In Mirabelli we lose probably the best backup catcher in the major leagues. It was just going to be time before he was traded to a team that was desperate for a capable starter. He didn't have the best stats (though he did provide some pop off the bench), but he was valuable because he caught Tim Wakefield every fifth day, something Jason Varitek isn't as capable as doing. I was even at Fenway to see Doug "Smelly" Mirabelli, as my family and I call him, launch a bomb over the Monster.
I see Mirabelli hitting .260 in San Diego next season with 15 or more home runs and 60 or more runs batted in. He could be a very essential part to the San Diego lineup if used properly. He may struggle in PetCo Park, but that will just effect his home run totals. If he was anywhere else, I would probably predict 20 home runs for him. But considering no one on the team had 20 last season, this is a safer guess.
In the end, we traded a backup catcher for an All-Star second baseman. When that's the case, you pull the trigger each and every time.
One of the biggest trades over the past week landed Renteria in Atlanta after the Braves were unable to renegotiate a contract with their shortstop Rafael Furcal. Atlanta has always been high on Renteria, and after his poor 2005 season, Boston lost theirs.

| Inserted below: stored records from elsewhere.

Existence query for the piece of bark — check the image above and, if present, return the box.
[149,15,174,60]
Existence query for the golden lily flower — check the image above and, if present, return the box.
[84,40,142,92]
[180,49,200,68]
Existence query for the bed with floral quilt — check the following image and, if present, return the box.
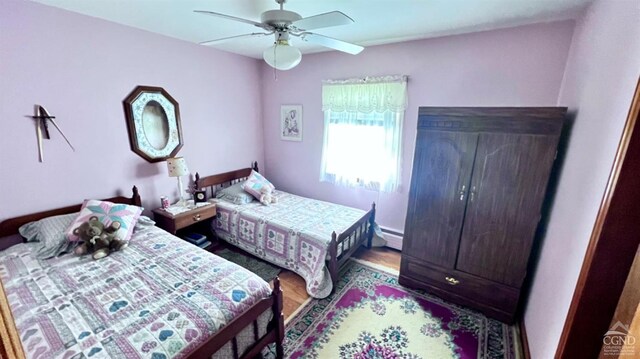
[195,162,375,298]
[0,188,282,359]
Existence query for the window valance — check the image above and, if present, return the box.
[322,75,407,113]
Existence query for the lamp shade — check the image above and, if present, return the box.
[167,157,189,177]
[262,40,302,70]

In return came Andy Marte, a 6'1" righty third base prospect who ranked 9th by Baseball America in their 2005 Top 100 prospects list. Right ahead, oddly enough, of Hanley Ramirez who Boston traded to Florida earlier in the off-season.
Renteria struggled in Boston. That is evident with his 30 errors and his .276 batting average. Originally we thought Renteria would benefit hitting in Fenway, but a .266 batting average and three home runs in 304 at-bats tells a different story. He never really got the ball rolling, and that was his downfall. Then the crowd started to get on his back and he couldn't win us over.

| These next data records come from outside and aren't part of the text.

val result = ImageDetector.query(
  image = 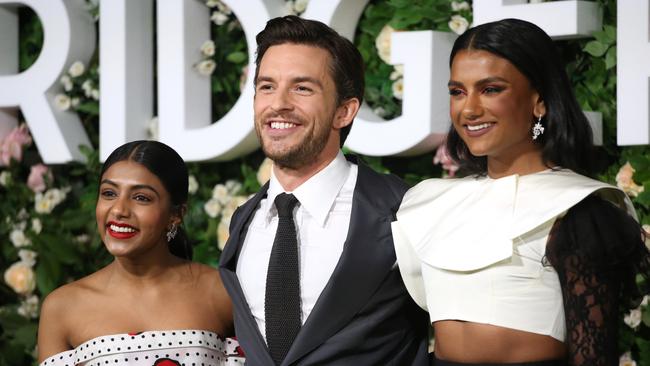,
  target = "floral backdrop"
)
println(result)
[0,0,650,366]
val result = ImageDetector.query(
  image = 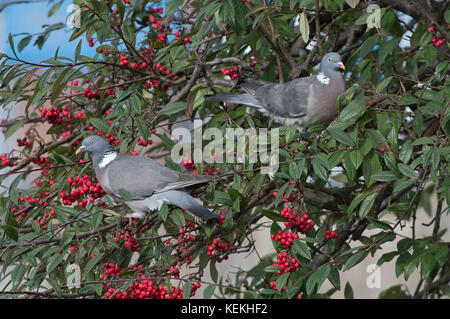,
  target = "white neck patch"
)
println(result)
[317,72,330,85]
[98,152,117,168]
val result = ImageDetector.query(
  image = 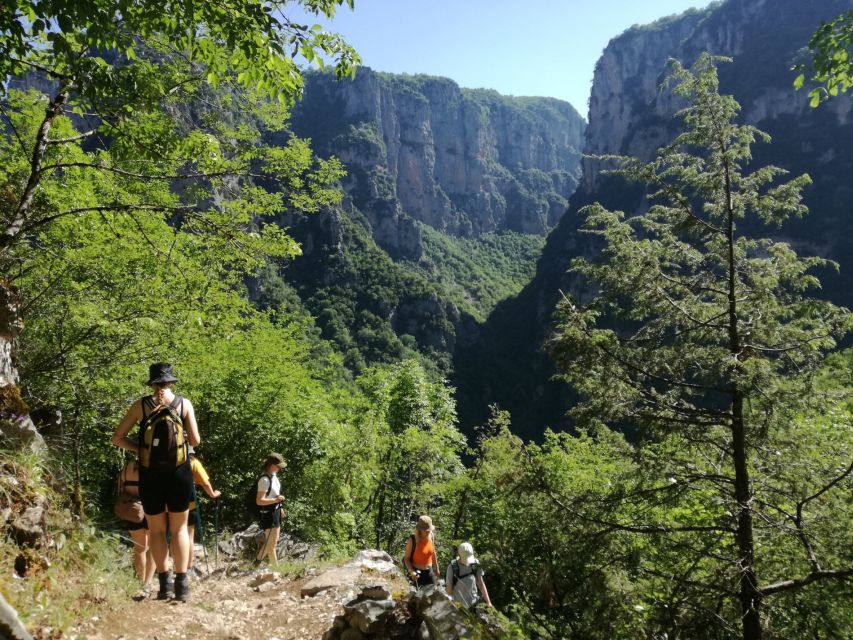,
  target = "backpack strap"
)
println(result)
[255,473,275,509]
[450,558,459,587]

Marte has all the potential in the world. This season at AAA Richmond, Marte played 109 games and got in 389 plate appearances. He hit 20 home runs, drove in 74 runs, and batted .275 with a .372 on-base percentage. And that is all at the tender age of 21 years-old.

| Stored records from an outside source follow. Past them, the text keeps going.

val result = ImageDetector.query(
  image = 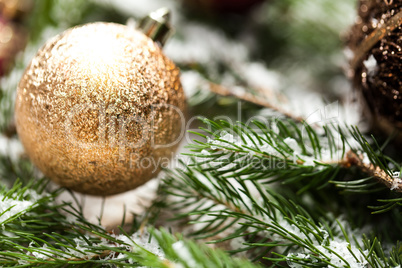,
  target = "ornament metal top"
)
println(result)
[15,9,186,195]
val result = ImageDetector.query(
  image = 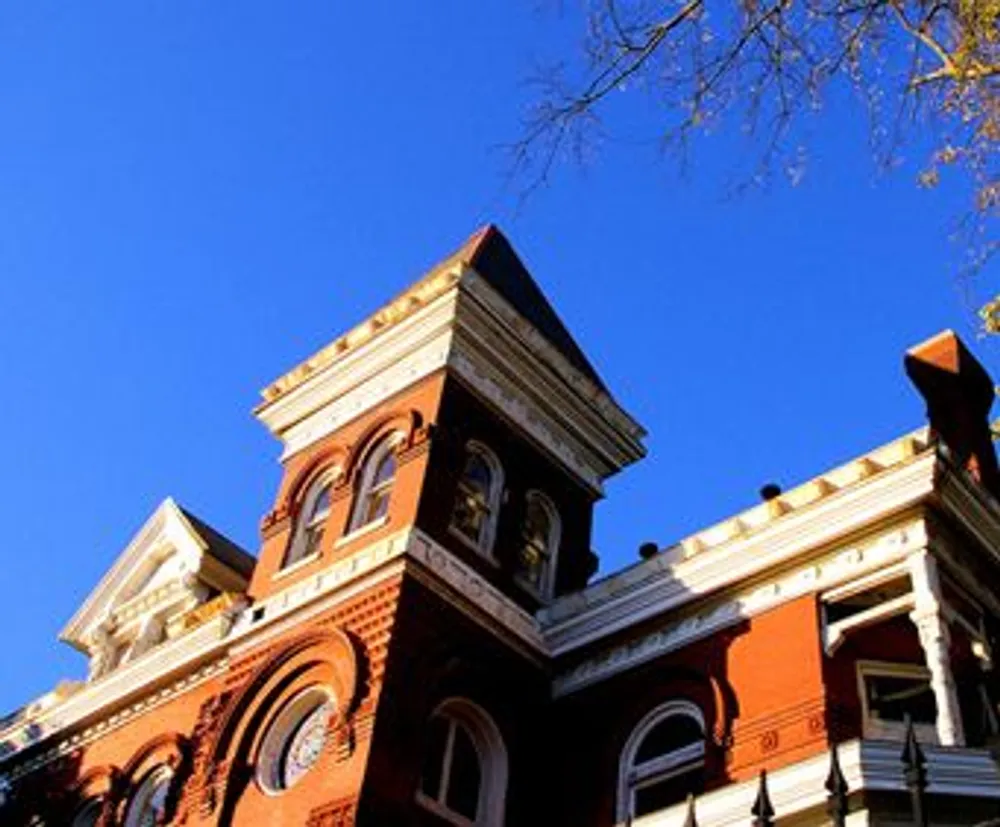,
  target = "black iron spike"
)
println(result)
[683,794,698,827]
[826,744,848,827]
[899,715,927,827]
[750,770,774,827]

Boston.com has the best scouting report for Marte:
Strengths: Marte's stroke has a natural slight uppercut that generates plenty of loft power. The ball jumps off his bat, and he drives the ball to all fields and is capable of hitting tape-measure shots. He's an aggressive hitter who makes pitchers pay for their mistakes, though he also can hit for a solid average and has patience at the plate. His walk rate increased substantially in 2005. In addition to being the quintessential power hitter at the hot corner, Marte continues to improve upon his above-average skills with his glove. Managers rated him the best defensive third baseman in the International League -- the fourth consecutive year he earned that honor in his league. He possesses excellent lateral movement and a strong, accurate arm. The Braves also love Marte's maturity and even-keeled approach to the game, both of which should lead to a seamless move to the majors once an opening arises.
Weaknesses: Like most power hitters, Marte will pile up some strikeouts. When he was struggling early in 2005, he fished for low-and-away breaking balls far out of the zone. His swing tends to get long when he tires, which also contributes to the whiffs. With his lower body continuing to fill out as he advances through his early 20s, Marte's speed continues to be his primary weakness. His speed is now a tick below average and he'll get slower as he gains more weight. However, his intelligence and knowledge of the game mean he's not close to a liability on the bases.
Marte, if brought up correctly, is the future of the Boston Red Sox. He can be the best Sox rookie since Nomar Garciaparra in 1997. It's just a matter of the Boston organization and if they use him correctly. There is no reason for Marte to suffer from KYS (Kevin Youkilis Syndrome). When he is ready, then start him. But if he's not ready, then don't rush him. Just do a favor for all of Red Sox Nation, Boston management, and obey by those simple rules.